The new inner gates, which each measure over 24 metres wide and 13 metres high and weigh-in at an enormous 140 tonnes, represent a £3 million investment by Associated British Ports (ABP) in the Port of Hull’s infrastructure and will improve resiliency on the port estate.
Senior Project Engineer Kevin Malton explains why the gates needed replacing.
“The old gates had been in situ for over forty years and had gone past the point of economical repair, ” said Kevin. “It was essential that we invest in new equipment to ensure the lock gates were fit for purpose and met the needs of ABP and its customers, as well as other port users.
“It was decided that investment was needed in the inner gates first and foremost, and the decision was taken to replace them completely.”
The old gates have now been replaced by brand new bespoke steel, semi-buoyant equipment, which has been fabricated in Holland by specialist marine engineering firm Ravestein.
The gates have taken nine months to construct and were brought over to Hull from the company’s base in Deest by barge. Crane barges were used to remove the old gates and install the new ones, and the old gates will be taken back to Holland to be dismantled and recycled.
The entire replacement process took a week to complete and the lock at King George Dock is now functioning as normal.
ABP is the UK’s leading ports operator with 21 ports and other transport related businesses creating a unique national network capable of handling a vast array of cargo.
Around one quarter of the UK’s seaborne trade passes through ABP’s Statutory Harbour Areas. ABP contributes £5.6 billion to the UK economy every year and supports 84, 000 jobs.

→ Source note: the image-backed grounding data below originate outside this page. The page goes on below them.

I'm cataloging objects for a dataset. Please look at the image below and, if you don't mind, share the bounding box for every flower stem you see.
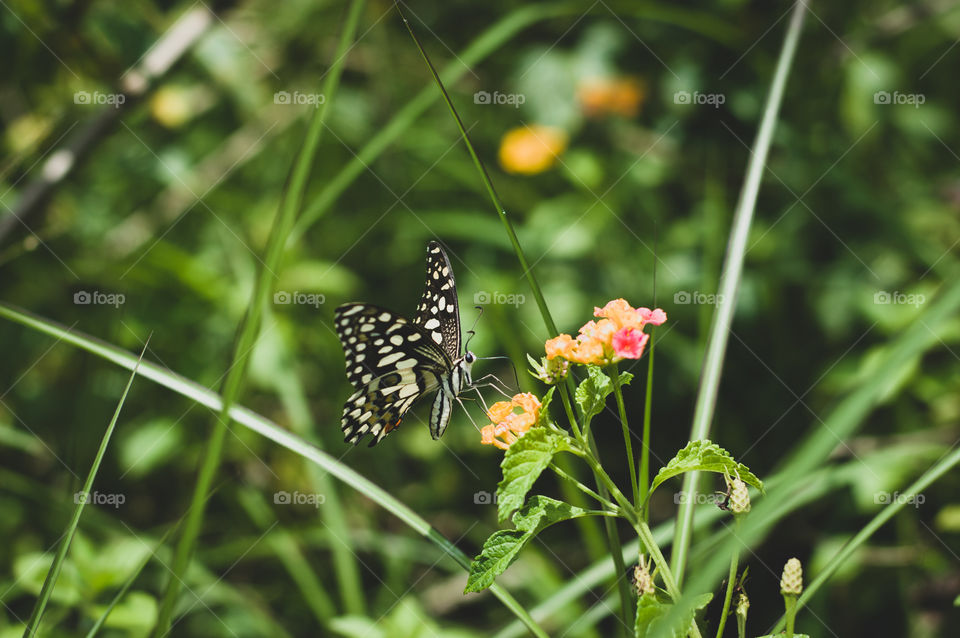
[635,521,703,638]
[639,328,656,516]
[784,595,797,638]
[610,364,639,510]
[714,519,742,638]
[549,461,610,507]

Our current investment programme promises to deliver an extra £1.75 billion for the economy every year.
- Handled over 1.5 million vehicles in 2013.

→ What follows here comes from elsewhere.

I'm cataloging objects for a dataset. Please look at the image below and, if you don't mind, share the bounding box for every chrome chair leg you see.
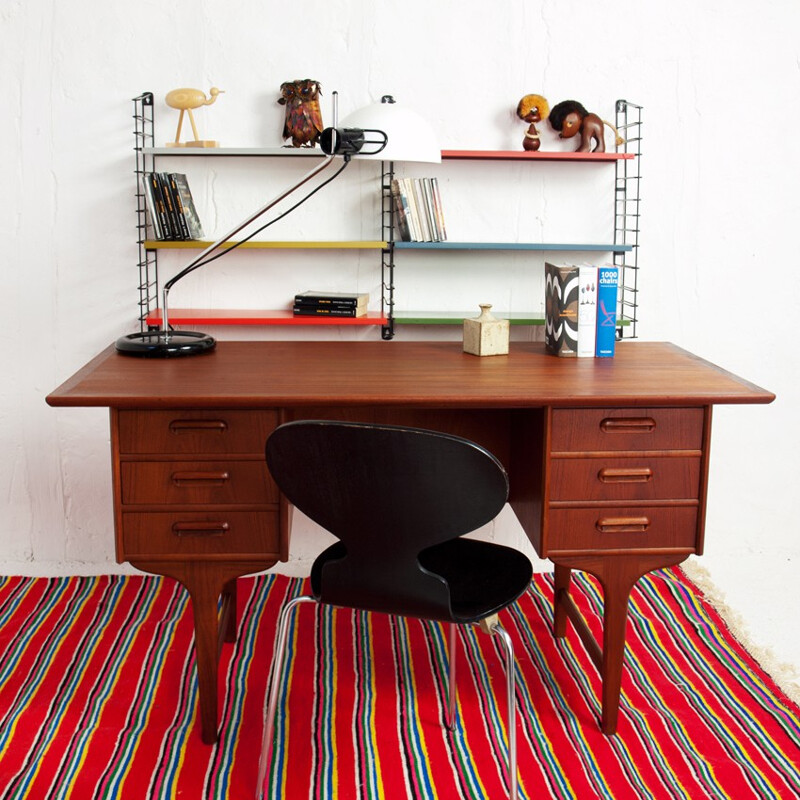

- Generates around one quarter of the UK’s rail freight
- Has 1.4 million square metres of covered storage
- Has 1000 hectares of open storage
- Handled 119m tonnes of cargo in 2013
- Owns 5000 hectares of port estate
- Has 87km of quay
Over the next five years, ABP is investing over £650 million in a wide range of major projects across the group.
The four ports of Grimsby, Immingham, Hull and Goole handle more than 65 million tonnes of cargo between them each year.
Grimsby and Immingham form the UK’s busiest trading gateway and move around 54 million tonnes of cargo per annum.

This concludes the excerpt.